Related Articles: The French Tank.
STUDENTS BRING MAIDS TO VASSAR
One explanation for the alternating placement of large and small rooms in some of the dorms is that in the early days of the college, students were allowed to bring maids with them; these smaller rooms were for the maids. The truth is that Vassar did have live-in maids for many years, but they were employed by the college, not the students. The Old Laundry Building, which currently houses the computer science department and other offices was originally built, as the name suggests, as a laundry. The college hired maids to wash not only the students’ clothes, but bedding and dining linen, and, until coeducation and the advent of central dining, to cook and serve the meals in the dorms. The women hired for these jobs were usually young, single, and had little access to transportation, and therefore, providing housing for them was a necessity. The maids lived in the areas of the dorms today known as SQs, or servants’ quarters. In the Fire of 1918, 75 maids were displaced from their rooms in Main Building.

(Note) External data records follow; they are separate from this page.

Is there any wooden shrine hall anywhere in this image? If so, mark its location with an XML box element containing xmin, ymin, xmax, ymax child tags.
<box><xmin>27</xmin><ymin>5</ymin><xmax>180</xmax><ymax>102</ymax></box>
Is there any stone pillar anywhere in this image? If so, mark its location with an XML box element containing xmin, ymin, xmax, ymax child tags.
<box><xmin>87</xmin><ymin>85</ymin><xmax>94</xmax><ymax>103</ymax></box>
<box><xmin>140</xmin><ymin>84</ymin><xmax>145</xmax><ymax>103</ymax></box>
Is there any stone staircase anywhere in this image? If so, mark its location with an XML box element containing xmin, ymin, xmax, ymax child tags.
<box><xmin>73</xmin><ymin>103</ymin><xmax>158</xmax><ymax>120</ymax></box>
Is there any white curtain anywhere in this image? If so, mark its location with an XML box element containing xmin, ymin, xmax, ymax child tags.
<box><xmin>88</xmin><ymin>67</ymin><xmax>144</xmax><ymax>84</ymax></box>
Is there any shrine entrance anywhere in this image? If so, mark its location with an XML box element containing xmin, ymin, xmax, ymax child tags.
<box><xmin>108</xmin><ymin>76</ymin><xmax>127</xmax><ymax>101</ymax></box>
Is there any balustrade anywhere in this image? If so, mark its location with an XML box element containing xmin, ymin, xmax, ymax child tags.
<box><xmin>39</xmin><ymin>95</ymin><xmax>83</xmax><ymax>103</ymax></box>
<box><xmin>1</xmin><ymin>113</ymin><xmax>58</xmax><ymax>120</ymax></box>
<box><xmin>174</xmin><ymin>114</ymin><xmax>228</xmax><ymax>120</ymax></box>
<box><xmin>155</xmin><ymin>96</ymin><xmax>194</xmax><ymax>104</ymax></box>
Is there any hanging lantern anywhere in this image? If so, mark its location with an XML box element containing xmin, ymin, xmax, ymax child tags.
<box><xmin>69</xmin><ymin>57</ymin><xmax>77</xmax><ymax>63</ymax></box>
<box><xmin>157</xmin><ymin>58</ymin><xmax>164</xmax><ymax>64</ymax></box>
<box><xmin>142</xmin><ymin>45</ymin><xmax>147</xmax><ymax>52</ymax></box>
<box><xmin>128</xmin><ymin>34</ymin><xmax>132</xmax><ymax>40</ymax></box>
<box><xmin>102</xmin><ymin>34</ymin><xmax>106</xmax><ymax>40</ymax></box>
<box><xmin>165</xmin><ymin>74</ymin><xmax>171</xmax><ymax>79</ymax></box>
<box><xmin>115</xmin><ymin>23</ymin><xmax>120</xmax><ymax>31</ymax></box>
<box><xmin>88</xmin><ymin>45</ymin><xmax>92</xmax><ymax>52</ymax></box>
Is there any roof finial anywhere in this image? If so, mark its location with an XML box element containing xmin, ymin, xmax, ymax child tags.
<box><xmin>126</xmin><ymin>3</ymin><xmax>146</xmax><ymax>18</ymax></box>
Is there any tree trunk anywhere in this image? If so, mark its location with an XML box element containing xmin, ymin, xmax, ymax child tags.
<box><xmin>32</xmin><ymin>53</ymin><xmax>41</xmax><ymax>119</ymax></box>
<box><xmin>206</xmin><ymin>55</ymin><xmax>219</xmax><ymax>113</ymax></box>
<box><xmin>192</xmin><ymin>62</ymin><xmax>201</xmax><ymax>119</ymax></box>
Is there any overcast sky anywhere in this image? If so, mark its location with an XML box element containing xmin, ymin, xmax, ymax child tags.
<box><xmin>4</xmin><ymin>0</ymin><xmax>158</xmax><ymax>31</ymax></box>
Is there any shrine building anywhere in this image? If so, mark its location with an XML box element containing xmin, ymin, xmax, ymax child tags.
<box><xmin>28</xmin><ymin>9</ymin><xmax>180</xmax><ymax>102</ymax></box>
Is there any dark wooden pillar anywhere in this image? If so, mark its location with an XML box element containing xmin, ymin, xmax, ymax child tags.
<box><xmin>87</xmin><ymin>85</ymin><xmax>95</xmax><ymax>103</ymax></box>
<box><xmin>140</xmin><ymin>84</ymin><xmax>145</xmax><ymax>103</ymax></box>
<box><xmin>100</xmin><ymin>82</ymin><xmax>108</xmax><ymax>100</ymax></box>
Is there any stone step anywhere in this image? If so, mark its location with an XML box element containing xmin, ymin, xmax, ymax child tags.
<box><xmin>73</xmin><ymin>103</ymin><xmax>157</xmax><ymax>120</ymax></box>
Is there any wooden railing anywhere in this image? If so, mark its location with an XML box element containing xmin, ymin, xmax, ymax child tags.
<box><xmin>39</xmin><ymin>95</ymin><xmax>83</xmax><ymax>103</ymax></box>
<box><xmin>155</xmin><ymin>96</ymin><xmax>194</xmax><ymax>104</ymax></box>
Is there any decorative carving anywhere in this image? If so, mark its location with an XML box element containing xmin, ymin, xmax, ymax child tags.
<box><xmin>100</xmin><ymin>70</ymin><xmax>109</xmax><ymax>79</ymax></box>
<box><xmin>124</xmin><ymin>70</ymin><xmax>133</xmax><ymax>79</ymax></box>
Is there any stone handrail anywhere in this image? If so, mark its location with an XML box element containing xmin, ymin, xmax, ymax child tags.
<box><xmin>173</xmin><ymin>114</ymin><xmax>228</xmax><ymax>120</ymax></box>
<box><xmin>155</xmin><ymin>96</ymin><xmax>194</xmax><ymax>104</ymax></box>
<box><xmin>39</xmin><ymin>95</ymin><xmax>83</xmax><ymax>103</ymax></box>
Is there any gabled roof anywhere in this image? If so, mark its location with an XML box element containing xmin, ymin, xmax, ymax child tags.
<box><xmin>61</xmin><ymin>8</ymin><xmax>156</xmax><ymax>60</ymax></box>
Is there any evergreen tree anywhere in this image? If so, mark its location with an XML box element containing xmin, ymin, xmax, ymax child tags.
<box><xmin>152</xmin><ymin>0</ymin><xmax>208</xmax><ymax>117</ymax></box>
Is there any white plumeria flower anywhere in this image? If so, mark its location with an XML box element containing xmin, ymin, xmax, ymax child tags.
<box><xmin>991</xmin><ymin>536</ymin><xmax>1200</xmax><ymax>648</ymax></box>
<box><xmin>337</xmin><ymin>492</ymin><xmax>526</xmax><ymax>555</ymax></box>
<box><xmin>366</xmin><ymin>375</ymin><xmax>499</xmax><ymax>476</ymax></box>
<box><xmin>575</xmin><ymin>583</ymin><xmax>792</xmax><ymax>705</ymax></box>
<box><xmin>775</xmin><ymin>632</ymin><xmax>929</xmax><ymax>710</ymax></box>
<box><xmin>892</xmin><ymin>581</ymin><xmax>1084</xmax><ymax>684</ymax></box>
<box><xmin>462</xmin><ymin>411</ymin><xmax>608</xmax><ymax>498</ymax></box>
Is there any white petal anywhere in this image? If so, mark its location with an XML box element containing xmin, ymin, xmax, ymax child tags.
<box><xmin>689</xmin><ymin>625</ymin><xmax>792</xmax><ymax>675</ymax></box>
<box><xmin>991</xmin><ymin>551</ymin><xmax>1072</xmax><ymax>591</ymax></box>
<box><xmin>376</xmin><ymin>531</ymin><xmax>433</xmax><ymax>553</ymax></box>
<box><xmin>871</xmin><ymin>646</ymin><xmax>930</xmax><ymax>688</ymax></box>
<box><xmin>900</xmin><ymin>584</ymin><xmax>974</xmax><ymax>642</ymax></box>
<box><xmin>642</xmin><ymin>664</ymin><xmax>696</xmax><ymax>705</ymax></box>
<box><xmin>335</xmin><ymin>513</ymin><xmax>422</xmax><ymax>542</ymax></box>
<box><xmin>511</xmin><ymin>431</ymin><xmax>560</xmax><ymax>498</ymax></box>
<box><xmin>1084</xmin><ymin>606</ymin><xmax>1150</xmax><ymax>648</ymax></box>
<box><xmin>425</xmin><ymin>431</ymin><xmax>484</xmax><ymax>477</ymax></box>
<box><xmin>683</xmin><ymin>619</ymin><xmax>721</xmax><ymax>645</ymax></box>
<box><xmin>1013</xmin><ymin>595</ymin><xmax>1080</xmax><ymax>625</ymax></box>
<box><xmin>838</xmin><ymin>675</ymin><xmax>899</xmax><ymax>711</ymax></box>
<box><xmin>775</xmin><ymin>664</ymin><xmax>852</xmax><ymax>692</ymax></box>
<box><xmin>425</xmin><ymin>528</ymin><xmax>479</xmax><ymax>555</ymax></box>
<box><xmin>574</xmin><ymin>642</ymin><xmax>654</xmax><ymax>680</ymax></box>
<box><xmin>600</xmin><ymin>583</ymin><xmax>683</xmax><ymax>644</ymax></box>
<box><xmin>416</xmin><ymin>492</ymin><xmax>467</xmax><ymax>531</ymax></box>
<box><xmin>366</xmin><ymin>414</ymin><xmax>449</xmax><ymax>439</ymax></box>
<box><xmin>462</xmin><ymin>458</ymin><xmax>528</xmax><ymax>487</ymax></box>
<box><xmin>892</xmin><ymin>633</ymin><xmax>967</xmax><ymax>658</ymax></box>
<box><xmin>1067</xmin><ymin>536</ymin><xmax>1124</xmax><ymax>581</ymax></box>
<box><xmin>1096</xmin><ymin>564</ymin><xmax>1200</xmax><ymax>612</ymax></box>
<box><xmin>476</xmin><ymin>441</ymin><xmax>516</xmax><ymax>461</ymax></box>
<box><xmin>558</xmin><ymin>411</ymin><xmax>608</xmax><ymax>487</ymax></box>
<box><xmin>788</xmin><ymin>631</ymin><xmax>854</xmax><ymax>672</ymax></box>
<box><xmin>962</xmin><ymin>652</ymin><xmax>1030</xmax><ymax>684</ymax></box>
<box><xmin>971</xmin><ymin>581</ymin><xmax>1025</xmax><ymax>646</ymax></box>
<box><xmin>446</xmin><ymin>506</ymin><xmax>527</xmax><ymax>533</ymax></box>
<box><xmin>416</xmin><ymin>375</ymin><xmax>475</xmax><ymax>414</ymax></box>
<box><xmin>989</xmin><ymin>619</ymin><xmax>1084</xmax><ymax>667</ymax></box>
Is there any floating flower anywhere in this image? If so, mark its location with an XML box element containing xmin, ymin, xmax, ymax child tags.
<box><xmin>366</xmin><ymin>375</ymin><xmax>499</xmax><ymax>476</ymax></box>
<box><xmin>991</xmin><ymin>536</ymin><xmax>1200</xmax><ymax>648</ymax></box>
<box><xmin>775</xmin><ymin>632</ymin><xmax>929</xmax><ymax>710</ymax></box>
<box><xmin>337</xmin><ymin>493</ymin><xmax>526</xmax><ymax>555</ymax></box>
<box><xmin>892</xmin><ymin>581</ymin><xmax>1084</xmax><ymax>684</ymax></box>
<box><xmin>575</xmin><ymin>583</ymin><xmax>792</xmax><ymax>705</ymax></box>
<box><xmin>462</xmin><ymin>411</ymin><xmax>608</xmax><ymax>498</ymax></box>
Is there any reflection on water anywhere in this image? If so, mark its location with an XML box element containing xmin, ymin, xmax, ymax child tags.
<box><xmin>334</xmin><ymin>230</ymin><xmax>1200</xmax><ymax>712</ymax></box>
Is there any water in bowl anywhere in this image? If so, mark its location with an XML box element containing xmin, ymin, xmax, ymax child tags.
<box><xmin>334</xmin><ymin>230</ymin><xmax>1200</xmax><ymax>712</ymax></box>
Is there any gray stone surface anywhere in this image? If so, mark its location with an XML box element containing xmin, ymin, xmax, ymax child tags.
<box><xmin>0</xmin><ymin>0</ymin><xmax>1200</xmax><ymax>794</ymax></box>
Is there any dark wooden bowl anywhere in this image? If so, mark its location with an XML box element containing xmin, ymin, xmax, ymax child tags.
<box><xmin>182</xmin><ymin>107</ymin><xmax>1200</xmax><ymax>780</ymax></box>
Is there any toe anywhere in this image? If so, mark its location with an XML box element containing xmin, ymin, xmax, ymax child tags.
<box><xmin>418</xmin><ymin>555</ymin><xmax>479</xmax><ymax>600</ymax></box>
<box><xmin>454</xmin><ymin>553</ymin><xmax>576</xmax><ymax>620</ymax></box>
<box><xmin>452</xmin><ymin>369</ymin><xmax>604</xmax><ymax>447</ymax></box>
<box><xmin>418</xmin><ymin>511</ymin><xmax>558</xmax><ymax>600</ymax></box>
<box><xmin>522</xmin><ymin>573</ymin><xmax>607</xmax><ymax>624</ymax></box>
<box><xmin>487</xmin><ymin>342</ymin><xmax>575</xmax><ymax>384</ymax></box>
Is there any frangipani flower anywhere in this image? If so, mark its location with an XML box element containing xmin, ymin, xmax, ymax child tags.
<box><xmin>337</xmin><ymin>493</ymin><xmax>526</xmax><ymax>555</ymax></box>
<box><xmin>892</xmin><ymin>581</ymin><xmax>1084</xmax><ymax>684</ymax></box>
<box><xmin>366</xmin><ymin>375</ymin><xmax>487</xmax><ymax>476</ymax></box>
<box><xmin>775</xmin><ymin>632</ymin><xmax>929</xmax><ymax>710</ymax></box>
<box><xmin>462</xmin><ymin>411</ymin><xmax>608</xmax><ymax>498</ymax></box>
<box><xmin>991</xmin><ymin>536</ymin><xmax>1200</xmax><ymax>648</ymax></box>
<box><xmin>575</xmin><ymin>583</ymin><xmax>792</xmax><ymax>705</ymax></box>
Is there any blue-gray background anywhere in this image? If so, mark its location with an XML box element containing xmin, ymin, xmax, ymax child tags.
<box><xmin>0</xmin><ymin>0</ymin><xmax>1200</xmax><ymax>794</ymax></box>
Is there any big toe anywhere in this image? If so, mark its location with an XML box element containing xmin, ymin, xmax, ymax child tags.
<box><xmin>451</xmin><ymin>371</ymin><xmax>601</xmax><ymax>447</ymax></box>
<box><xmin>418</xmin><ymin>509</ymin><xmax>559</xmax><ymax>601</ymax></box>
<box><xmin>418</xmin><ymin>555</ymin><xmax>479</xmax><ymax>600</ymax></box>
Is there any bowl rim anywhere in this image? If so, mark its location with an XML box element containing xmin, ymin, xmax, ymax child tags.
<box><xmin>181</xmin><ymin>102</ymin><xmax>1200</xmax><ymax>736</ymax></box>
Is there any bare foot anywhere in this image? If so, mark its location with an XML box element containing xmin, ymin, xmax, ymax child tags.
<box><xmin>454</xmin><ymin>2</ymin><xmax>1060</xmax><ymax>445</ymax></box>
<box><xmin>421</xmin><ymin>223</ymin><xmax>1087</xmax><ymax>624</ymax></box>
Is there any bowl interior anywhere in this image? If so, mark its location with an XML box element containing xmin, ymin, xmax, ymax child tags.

Related Articles: Fire of 1918
GHOST HAUNTS ON CAMPUS
Main fifth floor, Main third floor, Pratt House, Alumnae House, Davison fifth floor, Old Observatory.
Many people have reported feelings of “a presence” watching them in these places. According to legend, Main is the refuge of the spirits of suicidal students and deceased employees. Pratt House is inhabited by a ghost who is friendly to Vassar folk, but often disturbs those not officially affiliated with the college.